Reading Infinite Jest is an ambitious undertaking. Don't be intimidated by its size (the hardcover weighed in at 3.3 pounds)-just be sure to set aside a few weeks to get through the thing. An unabridged dictionary and Physician's Desk Reference will also come in handy, as five dollar vocabulary words and pharmacological references abound. (And I haven't even mentioned the footnotes.) The original manuscript was reportedly some 300-500 pages longer and in need of severe editing, which may explain why the narrative just seems to end. The abrupt ending need not discourage you, however, as obsessive readers have reported that the novel is recursive, appropriate in light of its title.

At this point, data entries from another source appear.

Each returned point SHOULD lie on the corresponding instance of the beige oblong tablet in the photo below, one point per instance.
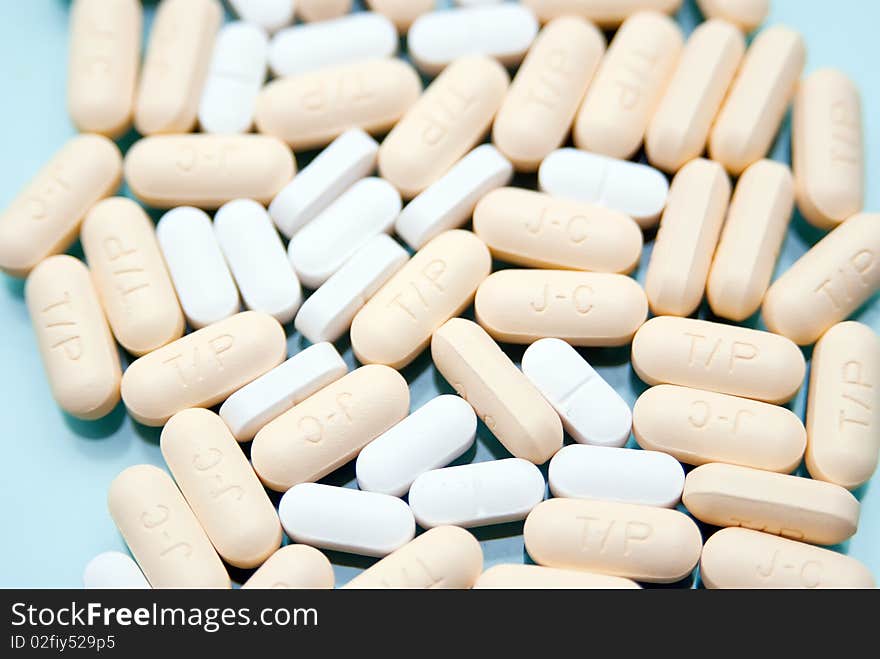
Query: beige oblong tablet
(330, 427)
(161, 531)
(723, 358)
(437, 284)
(203, 368)
(759, 214)
(843, 433)
(686, 240)
(626, 540)
(790, 506)
(220, 487)
(78, 351)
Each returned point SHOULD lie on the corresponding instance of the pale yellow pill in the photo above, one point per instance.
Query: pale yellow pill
(686, 240)
(723, 358)
(329, 428)
(828, 283)
(44, 218)
(452, 115)
(507, 402)
(162, 532)
(757, 219)
(437, 284)
(843, 432)
(78, 351)
(643, 543)
(203, 368)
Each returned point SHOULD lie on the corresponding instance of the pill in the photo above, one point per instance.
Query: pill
(445, 557)
(162, 532)
(44, 218)
(328, 313)
(742, 558)
(207, 170)
(437, 284)
(176, 65)
(631, 188)
(130, 276)
(828, 148)
(449, 202)
(643, 543)
(257, 259)
(77, 348)
(203, 368)
(843, 438)
(722, 358)
(828, 283)
(510, 406)
(451, 116)
(270, 395)
(758, 99)
(689, 232)
(433, 436)
(752, 237)
(697, 427)
(628, 86)
(592, 412)
(680, 127)
(220, 487)
(329, 428)
(583, 308)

Witty and deep, Infinite Jest is science fiction in the vein of John Barth's Giles Goat Boy or Vonnegut's Slaughterhouse Five, a massive showcase for Wallace's writing talent, intelligence, and oddball sense of humor. Is it the great American Novel? Beats me. Some critics compare it to Thomas Pynchon's Gravity's Rainbow, but they say that about any book over 600 pages that you actually have to think about (I find it ironic that critics cite a book few have read to explain a book that even fewer will have the patience to read). Is it funny, erudite? Yes. Is it worthy of your attention? Most definitely. But be warned, Wallace's writing is as addictive as the movie Infinite Jest-- you may experience withdrawal pains upon finishing.

Rating: 4 stars
Summary: Brilliant Book Falls about 1600 Pages Short--Book Flap a Lie
Review: It is no secret or should be no secret that the book has no resolution. This is misleading because it certainly aims toward a conclusion, hints and foreshadows one that the author has in mind but stops short of it as though Wallace had to hurry up and publish what he'd written so far to pay the rent. The book becomes wildly addictive as the reader gets 500+ pages into it and--as the book is about addiction--that is the point (and the big joke or infinite jest) that the reader becomes addicted and then can't continue on, has to stop suddenly, should join a 12-step IJ group, presumably. As long as it is, a lot of the questions the reader has at the beginning are, in fact, answered and you do get an idea of what is on the addictive movie cartridge but it stops as it hurls toward a conclusion that could probably fill another 1000 page book. Almost every subplot is left unresolved and hanging as though the author forgot about them completely.

As it turns out, the comment on the hardcover flap about "a breathtaking, heartbraking, unforgettable conclusion" is a complete falsehood and purposely written as part of the later joke on the reader that there is no conclusion, which feels almost as clever as it is sour.